# Qwen2.5 0.5B in cellm: What Finally Worked

## Goal
Get a small `.cellm` model that generates coherent output, and understand why earlier conversions failed.

## Model Sources Used
- HF source checkpoint: `models/hf/Qwen2.5-0.5B-Instruct-full`
- Python bitsandbytes reference: `models/qwen2.5-0.5b-bnb4` (used for parity checks)

## Key Findings

1. **Tokenizer mismatch was not the root cause**
- Python cross-check showed identical tokenizer behavior between HF full and bnb4:
  - same vocab/special token IDs
  - same chat template string
  - same input token IDs for the same prompt

2. **Main runtime parity bugs were in Qwen runner**
- The runner assumed `q_norm/k_norm` always existed; Qwen2.5 may not have them.
- Qwen2.5 attention projection biases (`q/k/v`, and potentially `o`) were not being applied.

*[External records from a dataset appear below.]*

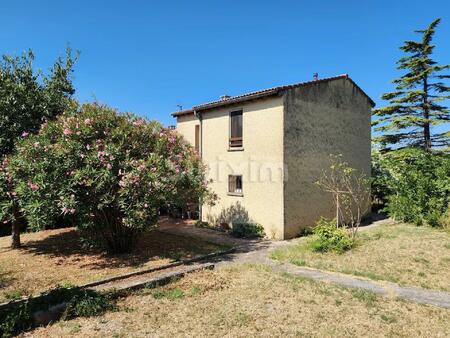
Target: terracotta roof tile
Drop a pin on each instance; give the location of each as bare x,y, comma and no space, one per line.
263,93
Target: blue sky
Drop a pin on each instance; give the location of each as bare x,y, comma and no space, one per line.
148,56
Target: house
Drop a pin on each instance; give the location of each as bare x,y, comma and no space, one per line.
266,149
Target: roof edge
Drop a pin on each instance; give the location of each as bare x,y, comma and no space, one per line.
265,93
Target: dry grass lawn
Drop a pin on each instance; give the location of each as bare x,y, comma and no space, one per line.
53,257
400,253
251,300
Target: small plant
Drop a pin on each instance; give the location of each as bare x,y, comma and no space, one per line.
88,303
350,189
330,238
201,224
14,295
247,230
15,321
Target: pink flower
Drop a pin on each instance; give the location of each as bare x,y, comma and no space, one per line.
32,186
138,122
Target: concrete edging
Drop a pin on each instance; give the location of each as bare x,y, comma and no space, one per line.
18,302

3. **Size vs quality tradeoff was real**
- Very aggressive int4 could hit/beat target size but produced poor text quality.
- A slightly larger int8 variant gave correct/coherent output.

## Code Fixes Applied

### 1) Qwen runtime: optional Q/K norm usage
File: `crates/cellm-model/src/qwen.rs`
- Changed logic to apply per-head Q/K RMSNorm only if both tensors exist:
  - `...self_attn.q_norm.weight`
  - `...self_attn.k_norm.weight`

### 2) Qwen runtime: apply projection biases when present
File: `crates/cellm-model/src/qwen.rs`
- Added helper to apply `*.bias` for projection outputs when matching bias tensor exists.
- Wired this into full-attention path for:
  - `q_proj`
  - `k_proj`
  - `v_proj`
  - `o_proj`

### 3) Converter: Qwen quantization selection fixes
File: `tools/convert/src/main.rs`
- Updated Qwen tensor selection patterns so Qwen2.5 naming (`model.layers.*`) is handled correctly.
- Tried several quantization profiles to balance size and quality.

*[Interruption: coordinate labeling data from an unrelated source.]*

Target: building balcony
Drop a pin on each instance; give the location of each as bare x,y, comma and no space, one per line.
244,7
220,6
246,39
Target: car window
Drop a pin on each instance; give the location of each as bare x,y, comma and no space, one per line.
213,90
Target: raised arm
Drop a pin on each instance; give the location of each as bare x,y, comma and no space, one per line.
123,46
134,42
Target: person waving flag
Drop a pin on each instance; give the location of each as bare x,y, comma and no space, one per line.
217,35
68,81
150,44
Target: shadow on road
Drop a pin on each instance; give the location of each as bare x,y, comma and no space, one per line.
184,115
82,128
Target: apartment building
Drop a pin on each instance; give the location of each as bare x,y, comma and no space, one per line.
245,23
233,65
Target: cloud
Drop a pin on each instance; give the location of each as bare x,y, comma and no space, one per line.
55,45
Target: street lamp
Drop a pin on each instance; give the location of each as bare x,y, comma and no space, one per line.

## Conversion Attempts and Outcomes

### A) int4 aggressive profile
Output: `models/qwen2.5-0.5b-int4-v3.cellm`
- Size: **443MB**
- Status: Runs, but quality still weaker (more unstable outputs)

### B) int8 profile (recommended working result)
Output: `models/qwen2.5-0.5b-int8-v1.cellm`
- Size: **487MB**
- Status: **Working and coherent output**

## Working Inference Command

```bash
cd cellm
./target/release/infer \
  --model models/qwen2.5-0.5b-int8-v1.cellm \
  --tokenizer models/hf/Qwen2.5-0.5B-Instruct-full/tokenizer.json \
  --prompt "what's twitch.com?" \
  --chat \
  --gen 64 \
  --temperature 0 \
  --backend cpu \
  --kv-encoding f16
```

## Why 447MB `.cellm` Was Hard
- bitsandbytes 4-bit storage is highly compact and format-specific.
- `cellm` currently stores quantized tensors in its own mmap-friendly format (weights + scales), which changes size/quality behavior.
- We reached **443MB** with int4, but quality was not as reliable as the **487MB int8** variant.

## Final Recommendation
For a reliable production baseline right now, use:
- `models/qwen2.5-0.5b-int8-v1.cellm` (487MB)

Keep `models/qwen2.5-0.5b-int4-v3.cellm` (443MB) as an experimental size-first artifact.